EXONUMIA AND MORE
Coins, Paper Money & collectibles of all kinds.
GALLERY 6. TREASURE
TREASURE COINS FROM THE OLD WORLD
THE SPANISH MAIN
SUNKEN TREASURE FROM THE ADVENTURES OF 10 LIFETIMES
Our first coin [NOTE: Notice, all this information was before I had the coin graded, as this is a centerpiece of my coin collection. Notice also, the certificate shows the coin before grading. Neato huh?] has a great history and it will be included. Should you want to own it, along with it you get all the history, and a certificate from me, Capt. Brian. I have been seeking and trading treasure for over 30 years.
It is an 8 Escudo circa 1711-12, minted in Mexico City by the Spanish and is identified as an 8E (8 escudo) This coin, upon very close inspection can be seen to have a minute barnacle stuck to it. Below in the picture section is a copy of the actual certificate and on its reverse is a full explanation of Spanish Treasure.
I have had great adventures in my life, including Mt.Everest, The Great Wall, The Taj Mahal and more. Hunting and trading treasure, for me, has truly been the adventure of 10 lifetimes. I hope to share it with you with some of my collection.
The 1st coin below is an 8E or 8 Escudo see picture for full description. Due to some photo limitations, I will reproduce the wording on the certificate below so you can appreciate the coin to the fullest. I will add in my part in its story.
The story of my 8 E
Long ago, on a seemingly different planet, I was a Jack of all trades, not because I wasn't focused or didn't know where I was going, but I couldn't figure out how to make a living until I started the Manatee Queen Sightseeing boat in Jupiter, Florida. I ran that with the fever of any entrepreneur and did everything I could do to make income to the fullest to fulfill a dream of going in a sailboat around the world especially to the South Pacific.

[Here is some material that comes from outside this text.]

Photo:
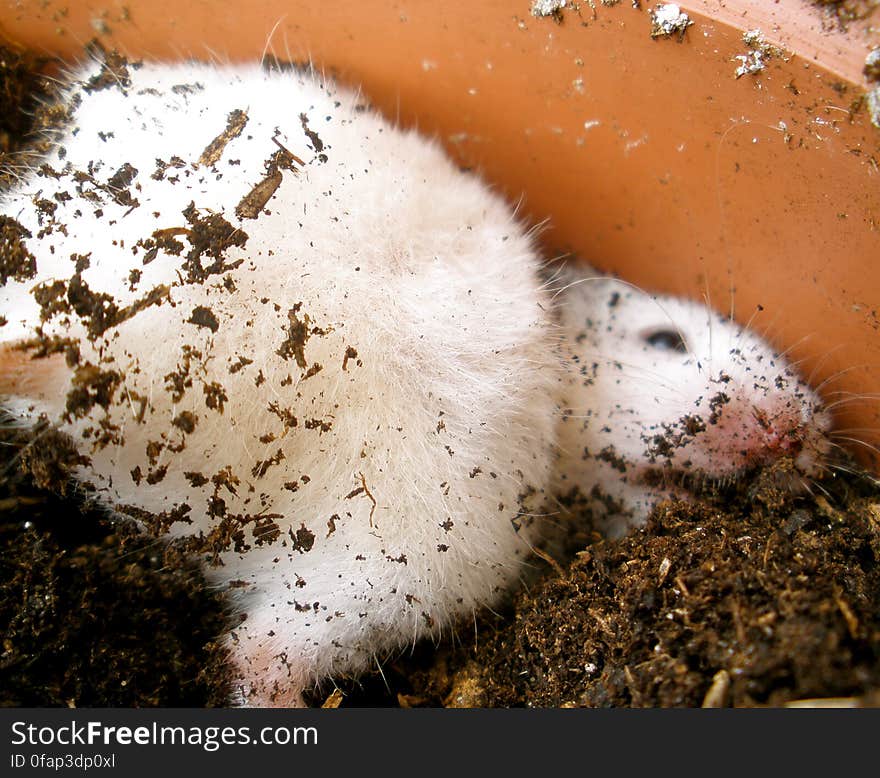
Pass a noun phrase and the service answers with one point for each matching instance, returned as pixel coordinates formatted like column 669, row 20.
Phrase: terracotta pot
column 648, row 156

Well, to make a long story a bit shorter, it just wasn't to be due to myriad factors, mainly, it kept gettin' more and more expensive as time went by.
I lived on my sailboat and hobnobbed with many characters which is a whole nuther story for another day. Suffice to say, one of the fellows was a treasure hunter who found the San Miguel del Archangel here in the waters off Jupiter Beach. So, I got the idea of finding treasure and when I did, I sold it on the boat. That led to buying coins from the El Cazador, which is another whole saga. (I still have two of the coins and we'll get into that later.
ANYWAY, with a huge bite from the Treasure Bug, I started seeking coins to sell by any means: Coin shows, jewelry stores, pawnshops, you name it. I met many more characters.
So, one day, at a local jeweler, I found this 8E in his case, he didn't want it, just took it in for a debt. Well, I bought it and had it for a while. In my wanderings, I met a very important person in the treasure world and come to find out, my coin was hers originally, and through various means, it is now mine. And, the real reason for all this is I am 73, and it's time to pass on my treasures to stronger hands. Read the text about this coin and you will just have to have it.
Sunken Treasure From the adventures of 10 lifetimes
The fabled EIGHT ESCUDO, the romantic heavyweight of the treasure of the Spanish Main, ranks among the rarest and most desirable of the New World coins. Weighing precisely one Spanish ounce*, una onza, the coin is most correctly called by its denomination, Ocho Escudo
(pronounced ess-ku doe). It carries the nicknames, the "doubloon**" and I call it the "Pirates Paycheck". Below are some of the names by which the coin was commonly known. Smaller coins were also issued in silver by the Spanish Colonial Mint and also valued as "Reales". CUATRO (4) Reales, Dos - (2 reales) and un (1) reales (1/4 ounce). And like gold counterparts, were called 'Dos Reales', and so on...or in Spanish,.."La Media Onza" or half an ounce, or the 2 (Dos) was simply called "a reale". The monetary relationships between the gold and silver was a ration of 1 escudo (gold coins were called "escudos"***) equaling 16 silver reales -1 Reale equivalent to 1 dollar during the U.S. Colonial Period.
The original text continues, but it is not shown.